Une délégation iranienne se rend au Pakistan pour discuter du cessez-le-feu

Mukaddem a fait une déclaration sur la plateforme de médias sociaux X basée aux États-Unis concernant la réunion Iran-États-Unis qui se tiendra au Pakistan.

Déclarant qu’Israël a violé le cessez-le-feu conclu avec les États-Unis afin de saboter les initiatives diplomatiques et que des soupçons ont donc émergé dans l’opinion publique iranienne, Mukaddem a déclaré : « Bien qu’il y ait des doutes dans l’opinion publique, la délégation iranienne vient ce soir à Islamabad, à l’invitation de M. Shahbaz Sharif, pour des négociations basées sur les 10 articles proposés par l’Iran. a donné l’information.

Muqaddem n’a pas fourni de détails sur des questions telles que la question de savoir si les pourparlers avec les États-Unis seraient en face-à-face ou indirects et qui dirigerait la délégation iranienne.

CESSION TEMPORAIRE CESSATION ENTRE LES ÉTATS-UNIS ET L’IRAN Y COMPRIS ISRAËL

Suite aux attaques lancées par les États-Unis et Israël contre l’Iran le 28 février, et dans un processus qui s’est transformé en guerre avec des représailles de l’Iran et des attaques contre certains pays de la région, le président américain Donald Trump a annoncé qu’il avait accepté un cessez-le-feu vers 1h30 le 8 avril.

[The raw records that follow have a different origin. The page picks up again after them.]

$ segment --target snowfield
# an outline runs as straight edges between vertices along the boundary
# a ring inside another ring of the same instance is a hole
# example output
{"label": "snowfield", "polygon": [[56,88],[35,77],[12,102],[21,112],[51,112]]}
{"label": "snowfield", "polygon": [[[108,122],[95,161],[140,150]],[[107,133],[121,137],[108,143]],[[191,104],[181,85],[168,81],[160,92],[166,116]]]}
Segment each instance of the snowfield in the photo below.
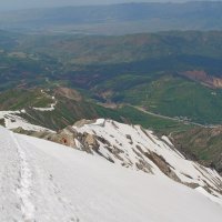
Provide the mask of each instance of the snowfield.
{"label": "snowfield", "polygon": [[30,130],[30,131],[49,131],[53,132],[52,130],[49,130],[47,128],[42,128],[39,125],[34,125],[29,123],[26,119],[19,117],[19,114],[26,113],[26,110],[20,111],[0,111],[0,120],[4,120],[4,125],[7,129],[12,130],[17,128],[22,128],[23,130]]}
{"label": "snowfield", "polygon": [[168,176],[0,128],[1,222],[221,222],[222,206]]}

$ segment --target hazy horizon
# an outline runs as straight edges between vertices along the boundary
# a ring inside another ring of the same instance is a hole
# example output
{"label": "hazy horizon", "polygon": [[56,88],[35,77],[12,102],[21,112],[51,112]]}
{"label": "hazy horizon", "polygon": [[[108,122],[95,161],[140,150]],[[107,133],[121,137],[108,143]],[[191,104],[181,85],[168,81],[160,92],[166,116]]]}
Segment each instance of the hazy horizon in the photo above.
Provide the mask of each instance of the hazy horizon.
{"label": "hazy horizon", "polygon": [[[65,6],[92,6],[92,4],[113,4],[130,2],[188,2],[189,0],[0,0],[1,11],[20,10],[30,8],[52,8]],[[204,1],[204,0],[190,0]],[[213,1],[213,0],[205,0]],[[222,0],[218,0],[222,1]]]}

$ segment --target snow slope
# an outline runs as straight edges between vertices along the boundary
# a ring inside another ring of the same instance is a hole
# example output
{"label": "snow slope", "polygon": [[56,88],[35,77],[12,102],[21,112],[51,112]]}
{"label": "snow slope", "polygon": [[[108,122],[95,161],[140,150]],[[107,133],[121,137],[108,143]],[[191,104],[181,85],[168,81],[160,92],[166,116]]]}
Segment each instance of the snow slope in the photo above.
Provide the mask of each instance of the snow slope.
{"label": "snow slope", "polygon": [[[222,204],[222,178],[215,170],[186,160],[167,137],[158,138],[140,125],[129,125],[99,119],[94,123],[73,125],[79,133],[92,134],[98,142],[95,154],[115,164],[142,170],[155,175],[167,174],[192,188],[206,188],[219,196]],[[77,145],[80,143],[79,141]],[[82,144],[83,145],[83,144]],[[79,148],[81,145],[79,144]]]}
{"label": "snow slope", "polygon": [[17,129],[17,128],[22,128],[23,130],[30,130],[30,131],[51,131],[47,128],[42,128],[42,127],[29,123],[26,119],[23,119],[19,115],[22,113],[26,113],[26,110],[0,111],[0,120],[3,119],[6,128],[10,129],[10,130]]}
{"label": "snow slope", "polygon": [[163,174],[0,128],[0,221],[221,222],[222,206]]}

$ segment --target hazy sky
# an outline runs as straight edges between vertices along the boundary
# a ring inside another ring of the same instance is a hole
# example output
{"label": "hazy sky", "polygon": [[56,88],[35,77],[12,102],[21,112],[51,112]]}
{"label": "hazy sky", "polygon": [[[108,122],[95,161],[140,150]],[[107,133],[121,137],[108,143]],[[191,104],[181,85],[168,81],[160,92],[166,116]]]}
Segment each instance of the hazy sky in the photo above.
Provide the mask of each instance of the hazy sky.
{"label": "hazy sky", "polygon": [[[0,0],[0,10],[121,2],[184,2],[188,0]],[[192,1],[192,0],[190,0]],[[220,0],[221,1],[221,0]]]}

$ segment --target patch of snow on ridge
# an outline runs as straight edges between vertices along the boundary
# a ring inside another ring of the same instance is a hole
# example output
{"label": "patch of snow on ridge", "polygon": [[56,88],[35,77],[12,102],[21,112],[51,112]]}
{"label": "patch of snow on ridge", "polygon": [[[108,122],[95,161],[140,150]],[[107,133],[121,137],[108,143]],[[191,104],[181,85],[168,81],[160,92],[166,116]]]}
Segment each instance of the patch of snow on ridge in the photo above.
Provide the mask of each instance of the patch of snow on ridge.
{"label": "patch of snow on ridge", "polygon": [[80,128],[73,125],[73,129],[94,135],[99,144],[99,150],[93,151],[94,154],[103,155],[115,164],[155,175],[168,174],[192,188],[208,186],[211,192],[222,192],[220,174],[198,162],[186,160],[167,137],[159,139],[140,125],[103,119]]}
{"label": "patch of snow on ridge", "polygon": [[27,120],[19,117],[19,114],[21,114],[21,113],[26,113],[26,110],[0,111],[0,119],[4,120],[4,125],[9,130],[22,128],[23,130],[30,130],[30,131],[51,131],[47,128],[42,128],[42,127],[29,123]]}

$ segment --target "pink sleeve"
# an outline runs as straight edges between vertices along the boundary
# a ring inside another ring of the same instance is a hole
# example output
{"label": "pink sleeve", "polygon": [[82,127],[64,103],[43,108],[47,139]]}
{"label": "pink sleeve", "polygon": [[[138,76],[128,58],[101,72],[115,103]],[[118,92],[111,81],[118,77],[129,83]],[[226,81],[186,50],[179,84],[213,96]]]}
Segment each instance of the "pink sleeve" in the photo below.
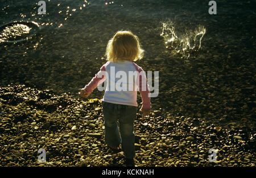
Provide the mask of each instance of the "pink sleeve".
{"label": "pink sleeve", "polygon": [[147,82],[147,78],[144,71],[142,68],[138,65],[133,63],[136,70],[139,72],[139,75],[137,76],[137,85],[139,88],[139,91],[141,93],[141,96],[142,100],[142,108],[146,109],[151,109],[150,106],[150,98],[149,97],[150,90],[149,86]]}
{"label": "pink sleeve", "polygon": [[84,87],[85,90],[89,92],[89,94],[96,88],[98,84],[104,82],[106,80],[106,77],[105,74],[106,72],[106,65],[107,63],[108,63],[108,62],[101,67],[100,71],[95,74],[95,76],[91,80],[89,84]]}

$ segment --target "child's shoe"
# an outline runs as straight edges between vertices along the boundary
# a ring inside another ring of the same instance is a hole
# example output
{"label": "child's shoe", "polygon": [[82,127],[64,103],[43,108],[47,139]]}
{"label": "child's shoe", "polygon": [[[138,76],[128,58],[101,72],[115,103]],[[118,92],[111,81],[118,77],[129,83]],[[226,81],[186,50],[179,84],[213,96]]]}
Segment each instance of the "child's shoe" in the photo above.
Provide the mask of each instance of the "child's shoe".
{"label": "child's shoe", "polygon": [[114,152],[114,153],[118,153],[122,151],[119,147],[112,147],[109,146],[108,146],[108,147],[109,147],[111,150],[112,150],[113,152]]}

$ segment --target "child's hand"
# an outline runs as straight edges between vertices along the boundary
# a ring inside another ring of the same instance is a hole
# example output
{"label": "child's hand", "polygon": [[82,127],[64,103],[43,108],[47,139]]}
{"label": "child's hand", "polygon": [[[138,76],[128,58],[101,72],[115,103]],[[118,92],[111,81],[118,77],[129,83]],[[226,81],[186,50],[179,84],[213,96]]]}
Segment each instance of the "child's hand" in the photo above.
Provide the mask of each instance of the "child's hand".
{"label": "child's hand", "polygon": [[89,94],[89,92],[84,88],[82,89],[80,92],[79,92],[79,94],[81,95],[82,97],[87,97]]}
{"label": "child's hand", "polygon": [[142,107],[139,111],[142,113],[142,119],[144,119],[144,117],[150,113],[150,109],[144,109]]}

Trump a déclaré qu’ils avaient accepté un cessez-le-feu de deux semaines à condition d’ouvrir le détroit d’Ormuz, qu’ils avaient reçu une offre de 10 articles de l’Iran et que cela constituait une base de négociation réalisable.

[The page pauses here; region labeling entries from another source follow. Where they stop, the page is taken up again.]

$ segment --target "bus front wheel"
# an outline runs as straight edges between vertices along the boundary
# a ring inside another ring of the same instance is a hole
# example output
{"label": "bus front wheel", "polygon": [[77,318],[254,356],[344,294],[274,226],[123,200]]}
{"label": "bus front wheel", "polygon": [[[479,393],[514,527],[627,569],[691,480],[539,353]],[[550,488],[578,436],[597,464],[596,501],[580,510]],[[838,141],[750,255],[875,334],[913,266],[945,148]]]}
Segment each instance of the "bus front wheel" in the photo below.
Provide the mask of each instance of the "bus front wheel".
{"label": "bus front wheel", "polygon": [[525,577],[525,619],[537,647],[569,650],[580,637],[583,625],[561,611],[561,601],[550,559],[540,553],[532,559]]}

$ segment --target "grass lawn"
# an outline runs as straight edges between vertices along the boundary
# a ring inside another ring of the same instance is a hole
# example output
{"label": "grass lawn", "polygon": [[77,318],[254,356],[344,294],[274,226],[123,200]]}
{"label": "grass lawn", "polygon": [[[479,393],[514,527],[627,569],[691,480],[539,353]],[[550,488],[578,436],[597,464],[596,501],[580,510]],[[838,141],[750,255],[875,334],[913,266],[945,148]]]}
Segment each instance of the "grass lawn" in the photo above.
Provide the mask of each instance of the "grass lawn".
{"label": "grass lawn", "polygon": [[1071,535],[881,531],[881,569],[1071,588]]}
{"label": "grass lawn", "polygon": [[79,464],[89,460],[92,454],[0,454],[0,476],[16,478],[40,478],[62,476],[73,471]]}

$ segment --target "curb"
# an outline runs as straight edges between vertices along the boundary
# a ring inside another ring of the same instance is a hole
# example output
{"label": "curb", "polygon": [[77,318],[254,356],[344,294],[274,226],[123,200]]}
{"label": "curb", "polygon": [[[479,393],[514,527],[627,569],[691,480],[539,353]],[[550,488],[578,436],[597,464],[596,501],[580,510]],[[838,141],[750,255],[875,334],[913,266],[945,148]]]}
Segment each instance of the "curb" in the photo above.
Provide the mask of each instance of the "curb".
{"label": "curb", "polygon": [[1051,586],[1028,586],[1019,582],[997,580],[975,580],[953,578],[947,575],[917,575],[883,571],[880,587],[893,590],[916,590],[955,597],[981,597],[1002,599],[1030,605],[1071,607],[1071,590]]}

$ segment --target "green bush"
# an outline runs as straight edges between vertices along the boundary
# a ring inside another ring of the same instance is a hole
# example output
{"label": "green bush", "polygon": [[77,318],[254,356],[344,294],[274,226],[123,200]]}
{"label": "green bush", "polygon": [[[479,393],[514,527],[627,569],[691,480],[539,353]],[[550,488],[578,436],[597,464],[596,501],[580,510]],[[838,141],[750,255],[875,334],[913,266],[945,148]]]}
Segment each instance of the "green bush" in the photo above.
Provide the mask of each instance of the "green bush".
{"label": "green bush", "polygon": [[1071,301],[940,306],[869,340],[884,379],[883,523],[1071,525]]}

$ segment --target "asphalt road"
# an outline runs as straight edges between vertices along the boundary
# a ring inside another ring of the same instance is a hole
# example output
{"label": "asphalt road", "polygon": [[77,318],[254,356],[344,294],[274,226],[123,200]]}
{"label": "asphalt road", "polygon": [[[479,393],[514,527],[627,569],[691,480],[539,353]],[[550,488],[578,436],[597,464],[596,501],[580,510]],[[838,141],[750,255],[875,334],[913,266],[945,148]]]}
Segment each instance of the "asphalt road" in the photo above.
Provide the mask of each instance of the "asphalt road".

Déclarant que «l’Iran a atteint ses objectifs dans la guerre», le Conseil suprême de sécurité nationale iranien a également déclaré que les négociations finales devraient être conclues à Islamabad dans un délai maximum de 15 jours.

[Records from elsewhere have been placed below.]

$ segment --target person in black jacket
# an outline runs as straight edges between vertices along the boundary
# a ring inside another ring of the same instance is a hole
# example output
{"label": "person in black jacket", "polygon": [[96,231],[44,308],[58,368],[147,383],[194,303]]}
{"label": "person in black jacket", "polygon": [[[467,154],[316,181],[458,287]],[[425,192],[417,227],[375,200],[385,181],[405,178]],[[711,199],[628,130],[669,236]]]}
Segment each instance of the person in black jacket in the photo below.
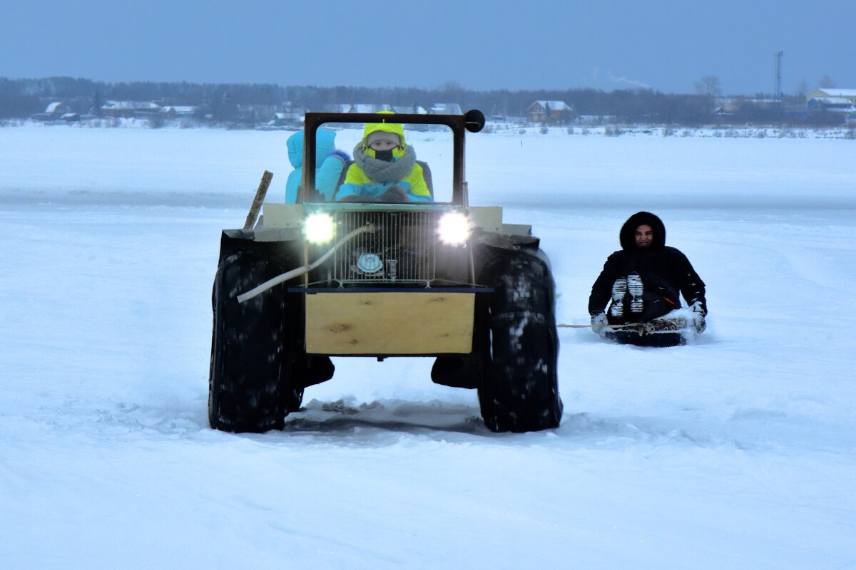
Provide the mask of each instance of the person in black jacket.
{"label": "person in black jacket", "polygon": [[704,330],[704,282],[687,256],[666,245],[663,220],[650,212],[637,212],[624,222],[619,239],[621,249],[607,258],[591,285],[588,309],[592,326],[663,316],[681,307],[680,292],[696,314],[698,330]]}

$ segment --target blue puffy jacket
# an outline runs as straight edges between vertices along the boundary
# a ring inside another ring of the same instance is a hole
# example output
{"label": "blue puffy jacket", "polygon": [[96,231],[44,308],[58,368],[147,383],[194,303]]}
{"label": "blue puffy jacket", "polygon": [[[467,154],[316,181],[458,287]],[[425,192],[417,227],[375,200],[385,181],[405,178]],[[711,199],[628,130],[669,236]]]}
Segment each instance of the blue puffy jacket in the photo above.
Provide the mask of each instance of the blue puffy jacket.
{"label": "blue puffy jacket", "polygon": [[[293,204],[297,202],[297,189],[303,179],[303,129],[288,137],[288,160],[294,167],[294,172],[288,174],[285,184],[285,202]],[[342,168],[345,166],[344,157],[340,155],[330,156],[336,150],[336,132],[330,129],[320,128],[315,132],[315,187],[324,194],[327,200],[333,199],[336,186],[342,175]],[[342,153],[344,154],[344,153]]]}

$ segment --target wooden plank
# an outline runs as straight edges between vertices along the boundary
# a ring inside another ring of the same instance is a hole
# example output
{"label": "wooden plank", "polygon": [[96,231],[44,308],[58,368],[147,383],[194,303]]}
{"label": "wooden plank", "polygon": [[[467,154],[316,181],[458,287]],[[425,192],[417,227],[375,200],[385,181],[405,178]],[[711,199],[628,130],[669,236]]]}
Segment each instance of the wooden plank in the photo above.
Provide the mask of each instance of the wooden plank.
{"label": "wooden plank", "polygon": [[306,352],[469,353],[475,293],[315,293],[306,296]]}

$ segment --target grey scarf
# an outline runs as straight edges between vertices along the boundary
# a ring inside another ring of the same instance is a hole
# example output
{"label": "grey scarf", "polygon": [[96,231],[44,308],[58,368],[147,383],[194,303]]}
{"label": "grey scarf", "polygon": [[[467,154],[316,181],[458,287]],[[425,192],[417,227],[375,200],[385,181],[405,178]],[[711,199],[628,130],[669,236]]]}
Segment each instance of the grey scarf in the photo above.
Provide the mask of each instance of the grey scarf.
{"label": "grey scarf", "polygon": [[362,142],[354,147],[354,162],[375,182],[401,182],[416,164],[416,151],[407,144],[404,156],[395,162],[381,161],[366,154]]}

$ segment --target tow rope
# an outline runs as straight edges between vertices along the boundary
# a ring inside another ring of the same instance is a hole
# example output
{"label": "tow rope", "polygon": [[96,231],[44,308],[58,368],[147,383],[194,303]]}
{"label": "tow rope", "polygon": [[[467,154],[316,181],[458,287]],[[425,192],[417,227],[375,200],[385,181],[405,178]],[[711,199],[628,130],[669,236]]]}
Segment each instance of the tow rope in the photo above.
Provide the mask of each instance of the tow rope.
{"label": "tow rope", "polygon": [[277,275],[273,279],[268,279],[267,281],[261,284],[258,287],[254,287],[253,289],[251,289],[246,293],[241,293],[241,295],[238,296],[238,303],[243,303],[244,301],[248,301],[253,297],[256,297],[257,295],[264,293],[268,289],[278,285],[280,283],[282,283],[283,281],[288,281],[288,279],[293,279],[295,277],[300,277],[300,275],[308,273],[310,271],[312,271],[315,267],[318,267],[319,265],[326,261],[330,256],[336,253],[336,250],[338,250],[346,243],[354,239],[361,233],[374,233],[374,224],[366,224],[365,226],[362,226],[354,230],[350,233],[348,233],[347,235],[345,235],[345,237],[343,237],[342,239],[334,244],[333,247],[331,247],[330,250],[327,251],[327,253],[318,257],[312,263],[310,263],[309,265],[304,265],[302,267],[297,267],[296,269],[292,269],[291,271],[288,271],[284,273]]}

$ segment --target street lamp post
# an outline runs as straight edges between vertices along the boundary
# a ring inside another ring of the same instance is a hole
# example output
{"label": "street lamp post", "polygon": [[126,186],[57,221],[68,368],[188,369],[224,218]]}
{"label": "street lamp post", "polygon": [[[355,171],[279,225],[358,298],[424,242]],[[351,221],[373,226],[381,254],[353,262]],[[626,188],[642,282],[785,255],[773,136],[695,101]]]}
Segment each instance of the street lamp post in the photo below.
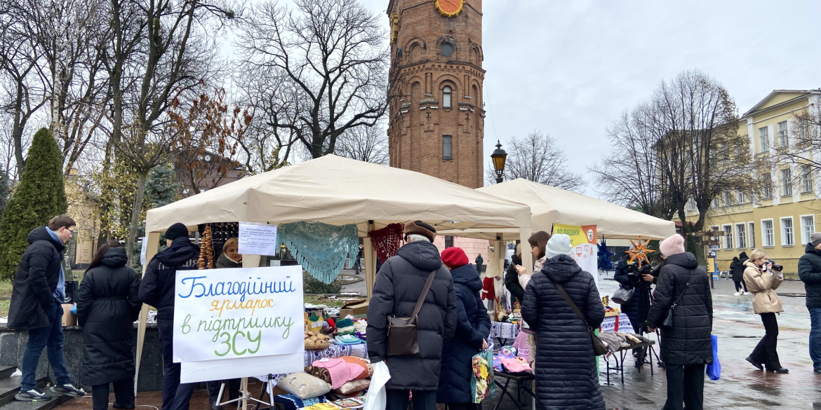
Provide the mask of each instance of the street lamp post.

Turquie, Pakistan et Égypte ; Il a déployé d’intenses efforts pour garantir que l’échange de messages entre les États-Unis et l’Iran se poursuive et donne des résultats.

L’administration israélienne, qui a déclaré soutenir le cessez-le-feu temporaire, poursuit ses attaques contre le Liban, arguant que la question libanaise n’est pas incluse dans la réconciliation.